Zabrakło kontroli?Nie było mechanizmów, które pozwalałyby na monitorowanie sytuacji, a następnie reagowanie na przypadki konsekwentnego naruszania traktatowych postanowień przez państwa UE. Jeśli okazało się, że mechanizm Unii gospodarczo-walutowej nie był wystarczająco ścisły, przez co umożliwił powstanie tak katastrofalnej sytuacji, to znaczy, że trzeba zwyczajnie ten gorset zawiązać mocniej, uczynić go bardziej szczelnym. Tu nie ma żadnej rewolucji, po prostu mamy do czynienia z sytuacją "mądry Europejczyk po szkodzie". Bądźmy mądrzy po szkodzie - a ci którzy mówią "nie", bo suwerenność, bo to, bo tamto - chcą być w dalszym ciągu głupi po szkodzie. Polska na taką głupotę nie może sobie pozwolić. Jestem dumny z tego, że Polacy w ciągu ostatnich 20 lat wyciągają wnioski z błędów, uczą się i idą do przodu.
Czy jest jakaś granica integracji, po której należałoby powiedzieć: „Stop! To już za duża ingerencja w suwerenność państwa"?Nie wykluczam, że kiedyś pojawią się propozycje, które sprawią, że osiągniemy tę granicę. W tej chwili takich propozycji jednak nie ma.
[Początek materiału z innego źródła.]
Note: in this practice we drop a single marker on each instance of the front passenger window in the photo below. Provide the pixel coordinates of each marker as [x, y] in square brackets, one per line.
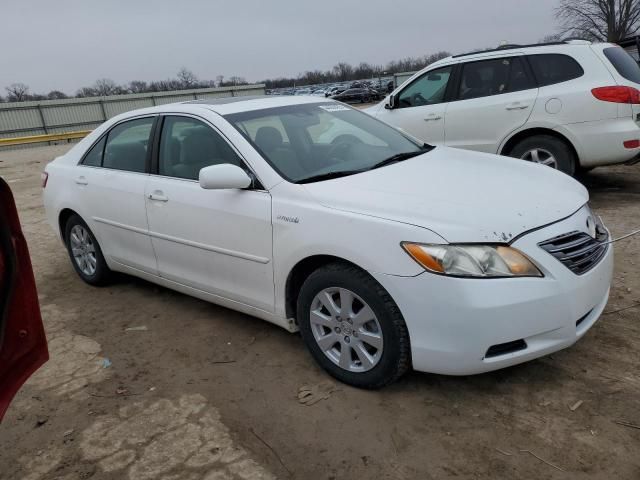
[429, 89]
[127, 145]
[187, 145]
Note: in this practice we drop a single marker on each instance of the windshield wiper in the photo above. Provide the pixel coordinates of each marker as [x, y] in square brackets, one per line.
[399, 157]
[329, 176]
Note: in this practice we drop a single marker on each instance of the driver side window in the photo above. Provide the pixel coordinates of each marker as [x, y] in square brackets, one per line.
[187, 145]
[429, 89]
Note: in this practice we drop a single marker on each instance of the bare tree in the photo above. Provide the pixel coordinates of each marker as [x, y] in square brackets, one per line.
[187, 78]
[17, 92]
[105, 87]
[604, 20]
[56, 95]
[138, 86]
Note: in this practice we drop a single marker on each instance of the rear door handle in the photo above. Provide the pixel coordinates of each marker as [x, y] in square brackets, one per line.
[516, 106]
[158, 197]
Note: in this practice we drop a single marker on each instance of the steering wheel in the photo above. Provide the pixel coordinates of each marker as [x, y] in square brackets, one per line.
[341, 145]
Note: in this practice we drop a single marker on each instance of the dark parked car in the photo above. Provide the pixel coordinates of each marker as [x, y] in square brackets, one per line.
[355, 95]
[23, 345]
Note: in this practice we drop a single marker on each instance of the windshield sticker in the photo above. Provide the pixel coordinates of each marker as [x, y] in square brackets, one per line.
[334, 108]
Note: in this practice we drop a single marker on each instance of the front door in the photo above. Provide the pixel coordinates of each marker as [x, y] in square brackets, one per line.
[421, 107]
[495, 97]
[111, 183]
[23, 345]
[217, 241]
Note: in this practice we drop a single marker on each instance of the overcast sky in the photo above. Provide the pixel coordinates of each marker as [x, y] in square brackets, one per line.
[67, 44]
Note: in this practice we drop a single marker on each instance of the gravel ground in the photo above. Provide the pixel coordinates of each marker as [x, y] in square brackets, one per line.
[208, 393]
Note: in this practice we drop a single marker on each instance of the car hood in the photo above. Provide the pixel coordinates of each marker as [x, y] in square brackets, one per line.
[462, 196]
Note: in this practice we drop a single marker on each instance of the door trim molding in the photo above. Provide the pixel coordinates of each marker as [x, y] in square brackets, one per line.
[202, 246]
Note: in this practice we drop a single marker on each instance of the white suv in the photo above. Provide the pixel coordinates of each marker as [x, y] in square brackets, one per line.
[570, 105]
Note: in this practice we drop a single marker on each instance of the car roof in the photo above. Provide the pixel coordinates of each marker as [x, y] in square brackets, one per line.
[229, 105]
[506, 50]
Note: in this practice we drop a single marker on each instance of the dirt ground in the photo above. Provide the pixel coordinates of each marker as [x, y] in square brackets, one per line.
[207, 393]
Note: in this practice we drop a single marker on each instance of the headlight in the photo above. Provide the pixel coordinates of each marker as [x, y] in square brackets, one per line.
[478, 261]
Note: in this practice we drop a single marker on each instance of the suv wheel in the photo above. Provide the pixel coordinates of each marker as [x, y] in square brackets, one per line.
[352, 327]
[85, 253]
[546, 150]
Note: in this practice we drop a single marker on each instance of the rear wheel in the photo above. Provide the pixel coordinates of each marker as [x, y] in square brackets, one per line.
[546, 150]
[352, 327]
[85, 252]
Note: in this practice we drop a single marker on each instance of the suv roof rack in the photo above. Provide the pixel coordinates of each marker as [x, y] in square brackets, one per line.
[568, 41]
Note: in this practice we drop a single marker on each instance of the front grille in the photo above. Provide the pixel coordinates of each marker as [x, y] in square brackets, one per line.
[578, 251]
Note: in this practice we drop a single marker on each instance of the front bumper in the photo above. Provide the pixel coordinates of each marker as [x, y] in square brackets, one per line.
[453, 322]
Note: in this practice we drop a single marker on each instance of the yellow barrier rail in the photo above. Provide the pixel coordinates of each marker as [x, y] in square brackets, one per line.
[54, 137]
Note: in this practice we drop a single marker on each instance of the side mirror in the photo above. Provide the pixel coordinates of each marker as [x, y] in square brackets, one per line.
[390, 104]
[223, 176]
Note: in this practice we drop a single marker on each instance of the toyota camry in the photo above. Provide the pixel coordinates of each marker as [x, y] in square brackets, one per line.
[384, 253]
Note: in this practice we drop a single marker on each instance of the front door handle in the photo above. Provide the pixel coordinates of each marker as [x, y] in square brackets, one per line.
[158, 197]
[516, 106]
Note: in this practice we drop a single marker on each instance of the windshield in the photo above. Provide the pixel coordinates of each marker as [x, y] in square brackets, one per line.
[302, 142]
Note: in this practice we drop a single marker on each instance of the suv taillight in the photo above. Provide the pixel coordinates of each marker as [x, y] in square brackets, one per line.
[617, 94]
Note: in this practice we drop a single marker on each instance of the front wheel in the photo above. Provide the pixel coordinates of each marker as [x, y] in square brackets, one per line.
[546, 150]
[352, 327]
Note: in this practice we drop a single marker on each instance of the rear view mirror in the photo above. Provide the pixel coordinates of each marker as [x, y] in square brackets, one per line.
[223, 176]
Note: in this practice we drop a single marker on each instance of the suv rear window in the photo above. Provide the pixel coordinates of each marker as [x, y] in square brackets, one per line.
[624, 63]
[552, 68]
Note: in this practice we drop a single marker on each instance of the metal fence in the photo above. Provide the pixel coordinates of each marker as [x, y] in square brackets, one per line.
[23, 119]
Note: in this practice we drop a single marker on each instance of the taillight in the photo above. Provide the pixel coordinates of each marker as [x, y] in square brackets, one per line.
[617, 94]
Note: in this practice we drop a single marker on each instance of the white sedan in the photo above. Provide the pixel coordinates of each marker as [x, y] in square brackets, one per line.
[383, 252]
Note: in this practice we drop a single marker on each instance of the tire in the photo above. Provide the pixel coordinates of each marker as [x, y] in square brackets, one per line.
[387, 363]
[562, 153]
[97, 272]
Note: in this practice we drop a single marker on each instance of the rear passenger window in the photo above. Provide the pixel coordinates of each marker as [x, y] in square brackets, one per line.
[187, 145]
[493, 77]
[552, 68]
[94, 157]
[127, 145]
[624, 63]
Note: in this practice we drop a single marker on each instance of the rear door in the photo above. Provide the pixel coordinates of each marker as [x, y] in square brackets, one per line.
[421, 105]
[23, 345]
[493, 98]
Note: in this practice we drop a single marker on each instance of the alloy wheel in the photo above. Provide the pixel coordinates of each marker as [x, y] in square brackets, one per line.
[346, 329]
[83, 250]
[540, 155]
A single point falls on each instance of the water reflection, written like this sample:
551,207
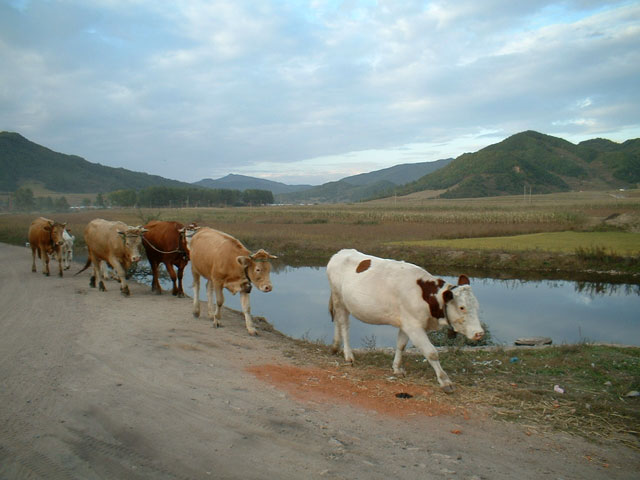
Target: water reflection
568,312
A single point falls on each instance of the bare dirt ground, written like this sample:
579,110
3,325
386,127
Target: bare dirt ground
96,385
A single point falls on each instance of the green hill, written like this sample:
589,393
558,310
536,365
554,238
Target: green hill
22,161
535,161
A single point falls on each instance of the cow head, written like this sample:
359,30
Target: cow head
132,240
257,269
186,234
461,308
56,232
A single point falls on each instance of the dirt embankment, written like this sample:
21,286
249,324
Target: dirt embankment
95,385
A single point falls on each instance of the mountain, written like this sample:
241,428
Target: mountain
398,174
365,185
243,182
543,163
22,161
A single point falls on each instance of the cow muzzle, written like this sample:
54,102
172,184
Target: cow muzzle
478,335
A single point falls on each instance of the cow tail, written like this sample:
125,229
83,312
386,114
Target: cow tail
331,311
85,267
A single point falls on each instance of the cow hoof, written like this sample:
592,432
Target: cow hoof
448,389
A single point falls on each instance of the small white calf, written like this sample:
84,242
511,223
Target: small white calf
388,292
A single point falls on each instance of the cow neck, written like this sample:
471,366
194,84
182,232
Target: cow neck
444,309
177,250
246,274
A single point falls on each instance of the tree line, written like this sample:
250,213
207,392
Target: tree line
23,199
189,197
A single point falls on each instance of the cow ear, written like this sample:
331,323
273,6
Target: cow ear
244,260
447,296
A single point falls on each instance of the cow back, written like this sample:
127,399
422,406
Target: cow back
214,255
41,233
163,236
102,238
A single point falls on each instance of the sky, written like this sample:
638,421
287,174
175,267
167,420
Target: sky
311,91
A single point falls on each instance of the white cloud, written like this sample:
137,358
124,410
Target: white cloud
320,89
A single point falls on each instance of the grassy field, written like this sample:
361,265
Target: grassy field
596,231
613,243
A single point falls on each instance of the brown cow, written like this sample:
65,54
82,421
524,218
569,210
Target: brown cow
45,237
226,263
115,243
166,242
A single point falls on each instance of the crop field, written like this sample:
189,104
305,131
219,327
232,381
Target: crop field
416,228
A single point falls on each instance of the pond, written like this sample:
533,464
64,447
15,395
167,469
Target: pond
565,311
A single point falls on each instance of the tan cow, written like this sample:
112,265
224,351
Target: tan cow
226,263
115,243
45,237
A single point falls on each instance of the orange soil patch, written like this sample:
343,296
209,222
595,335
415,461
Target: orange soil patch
329,385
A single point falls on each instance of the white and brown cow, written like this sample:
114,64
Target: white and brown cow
66,249
389,292
115,243
45,238
226,263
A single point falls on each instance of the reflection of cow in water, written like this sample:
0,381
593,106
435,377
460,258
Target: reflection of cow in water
45,238
115,243
166,242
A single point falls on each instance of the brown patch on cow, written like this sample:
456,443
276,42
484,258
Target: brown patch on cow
377,393
429,290
363,265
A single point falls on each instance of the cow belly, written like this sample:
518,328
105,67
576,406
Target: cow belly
370,308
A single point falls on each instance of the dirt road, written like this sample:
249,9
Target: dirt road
96,385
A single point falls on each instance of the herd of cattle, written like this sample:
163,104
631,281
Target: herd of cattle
374,290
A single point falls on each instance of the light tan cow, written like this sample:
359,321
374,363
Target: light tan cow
45,238
115,243
226,263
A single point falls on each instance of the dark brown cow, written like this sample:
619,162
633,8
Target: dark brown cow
45,237
166,242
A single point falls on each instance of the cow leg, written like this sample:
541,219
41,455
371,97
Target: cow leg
341,330
155,284
124,288
60,263
419,338
246,309
180,292
33,258
217,313
219,302
173,276
401,344
196,294
45,262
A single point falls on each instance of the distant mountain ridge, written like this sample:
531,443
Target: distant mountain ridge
243,182
365,185
541,163
22,161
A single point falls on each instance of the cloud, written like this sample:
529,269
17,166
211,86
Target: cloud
199,89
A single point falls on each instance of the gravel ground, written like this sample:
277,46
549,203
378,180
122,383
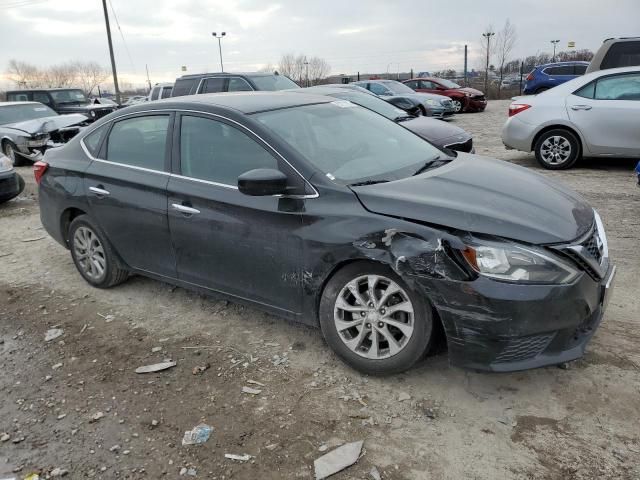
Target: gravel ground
575,423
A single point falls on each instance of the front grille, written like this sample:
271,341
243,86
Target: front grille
524,348
462,146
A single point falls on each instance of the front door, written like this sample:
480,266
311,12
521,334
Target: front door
607,112
248,247
126,189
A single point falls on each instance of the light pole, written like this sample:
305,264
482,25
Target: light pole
555,42
488,36
219,37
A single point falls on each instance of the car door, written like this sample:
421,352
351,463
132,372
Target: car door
224,240
126,190
607,112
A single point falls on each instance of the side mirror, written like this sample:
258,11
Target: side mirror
262,182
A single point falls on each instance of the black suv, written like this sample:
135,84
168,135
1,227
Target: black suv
230,82
63,100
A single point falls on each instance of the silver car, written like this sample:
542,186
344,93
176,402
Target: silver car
596,115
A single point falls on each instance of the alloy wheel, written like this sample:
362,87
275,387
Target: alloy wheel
374,317
89,253
555,150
Oczywiście są pewne postulaty, które niektórych bulwersują, ale one zazwyczaj nie mają żadnych szans ziszczenia się. Mówimy na przykład o tym, że przewodniczący Komisji Europejskiej będzie wybierany w wyborach powszechnych przeprowadzanych w całej Europie – ale wiemy, że to nierealne. Ja się tym nie emocjonuję. W tej chwili nie dzieje się nic, co uważałbym za zagrożenie dla suwerenności państw UE.
Polska jest dziś istotnym graczem na europejskiej arenie?Uważam, że Polska bardzo awansowała w tej lidze europejskiej w ciągu ostatnich lat. W przeszłości znajdowaliśmy się bardziej w sytuacji proszącego, który się ubiega, który się stara, od którego oczekuje się, żeby sprostał standardom - i myśmy im sprostali. W tej chwili mamy dobrą sytuację gospodarczą i polityczną, aktywną i obliczalną politykę zagraniczną, jesteśmy obliczalni. To jest bardzo ważne w stosunkach międzynarodowych. Ważne jest również to, że uniknęliśmy kryzysu i recesji, utrzymaliśmy się na powierzchni, jeśli chodzi o poziom wzrostu. Myślę, że jesteśmy w tej chwili nieco ważniejsi niż wynikałoby to z potencjału naszego państwa. Teoretycznie jesteśmy mniej ważnym krajem UE niż Hiszpania, czy Włochy – ale realnie nasz głos liczy się przynajmniej w takim samym stopniu jak głos przedstawicieli tych państw. Powinniśmy się nauczyć to doceniać.